Mariusz Pudzianowski to niezaprzeczalnie jedna z legend KSW. Choć sportowo nigdy nie wspiął się na szczyt, to przez wiele lat utrzymywał solidny poziom, jak na zawodnika, który przekwalifikował się z bycia strongmanem. Jego ogromnym wkładem w budowanie federacji było przyciągnięcie do niej kibiców nie koniecznie zafiksowanych na punkcie sportów walki, a właśnie ciekawych tego, jak człowiek, który zdobył pięć tytułów najsilniejszego na ziemi, poradzi sobie w sportach walki i to w formule MMA. Dla KSW był to strzał w dziesiątkę i jak widać doceniają oni „Pudziana” na tyle, że przygotowali dla niego miejsce również na niezwykle ważnej, setnej gali. Nie wiadomo na razie, kto będzie rywalem Pudzianowskiego, ale na zastępstwo zgłosił się już Sebastian Przybysz. – Gdyby rywal Pudziana na KSW 100 wypadł, to ja mogę wskoczyć – napisał w mediach społecznościowych. Z takim zestawieniem byłoby jednak sporo problemów.

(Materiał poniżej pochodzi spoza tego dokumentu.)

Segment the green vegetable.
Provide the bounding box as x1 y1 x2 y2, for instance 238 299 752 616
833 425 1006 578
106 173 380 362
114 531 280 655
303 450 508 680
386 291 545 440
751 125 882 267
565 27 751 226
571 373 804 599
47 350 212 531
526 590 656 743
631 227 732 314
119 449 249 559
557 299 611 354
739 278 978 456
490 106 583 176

Przybysz wyzwał Pudzianowski do walki!
Niecodzienne zestawienia w kategorii open, czyli takiej, w której zawodnicy nie muszą mieścić się w określonej wadze, nie są niczym nowym. Przecież starcie Mameda Khalidova z Mariuszem Pudzianowskim właśnie było przykładem walki, gdzie zawodnicy mają sporą różnicę wagi, choć lżejszy Mamed Khalidov nie miał problemu z pokonaniem „Pudziana”. Sebastian Przybysz to jednak kategoria kogucia, czyli do 61,2 kg, natomiast Pudzianowski waży około 110 kg! Różnica wagowa wynosiła by w tym wypadku około 50 kilogramów, więc byłaby wręcz potężna. Trudno wyobrazić sobie, żeby włodarze KSW zgodzili się na to nawet, gdyby faktycznie nie wszystko poszło po ich myśli, jeśli chodzi o pierwszy wybór rywala dla Mariusza Pudzianowskiego.
Listen on Spreaker.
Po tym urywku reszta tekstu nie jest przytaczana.